Mental Health and Filipino Families: We Need To Talk
The COVID-19 pandemic took a toll on our mental health and drove many families insane.
With the lockdowns and false hope of COVID-19 cases dropping, our mental health has definitely been suffering. While it did bring many families together, the road to having that happy family scenario isn’t a smooth one. Clash of personalities, generational gaps, the unspoken hierarchy in some families. These things can take a toll on our mental health and our family’s especially when we find out how different our beliefs are from our kids.

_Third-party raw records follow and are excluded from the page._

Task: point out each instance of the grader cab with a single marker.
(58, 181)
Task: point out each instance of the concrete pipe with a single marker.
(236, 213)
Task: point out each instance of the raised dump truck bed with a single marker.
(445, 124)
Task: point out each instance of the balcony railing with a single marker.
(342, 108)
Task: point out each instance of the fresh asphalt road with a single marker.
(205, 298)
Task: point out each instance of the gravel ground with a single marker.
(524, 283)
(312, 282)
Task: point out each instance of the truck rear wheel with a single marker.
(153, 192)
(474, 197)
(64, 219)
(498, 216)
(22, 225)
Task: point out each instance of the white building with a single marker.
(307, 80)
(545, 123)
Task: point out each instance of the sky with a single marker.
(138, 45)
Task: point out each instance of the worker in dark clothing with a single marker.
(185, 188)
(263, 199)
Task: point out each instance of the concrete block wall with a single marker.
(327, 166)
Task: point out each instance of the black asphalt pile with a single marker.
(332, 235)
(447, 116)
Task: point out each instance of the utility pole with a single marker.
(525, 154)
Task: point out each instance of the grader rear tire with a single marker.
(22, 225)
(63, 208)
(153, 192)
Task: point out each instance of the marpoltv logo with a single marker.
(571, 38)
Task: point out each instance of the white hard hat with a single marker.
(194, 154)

Mental Health: The Stigma in the Philippines
A lot of times, mental health is dismissed as an “overreaction” or “attention-seeking behavior”. This is why a lot of times, people go undiagnosed or refuse to seek help. It’s what Project Lingap sa Bawat Pamilyang Pilipino aimed to change. Also known as the first-ever National Survey on Mental Health and Well-Being, investigators and researchers from UP Manila aimed to find the baseline of mental disorders in the Philippines while encouraging families to seek help if they do think something’s wrong.
8 Lay Interviewers would go door to door to ask how things are at home. Some families have turned them away, not because of COVID-19. Rather, there appears to be a stigma of shame when diagnosed with mental illnesses. But for those who opened their doors, the interviewees found out that there is a path to healing and psychiatric referrals should they need any.
Filipino Families Generally Being Happy: A Lie?
While some of us are quite passionate and aggressive in nature, the majority of us would prefer to keep quiet if it’ll create too much drama in the family. As parents, we keep to ourselves sometimes because we don’t want to destroy our kids’ morale, especially regarding homeschool. Our kids may learn to keep their negative feelings hushed if they’ve encountered moments wherein being truthful about their negative feelings caused them more stress than healing.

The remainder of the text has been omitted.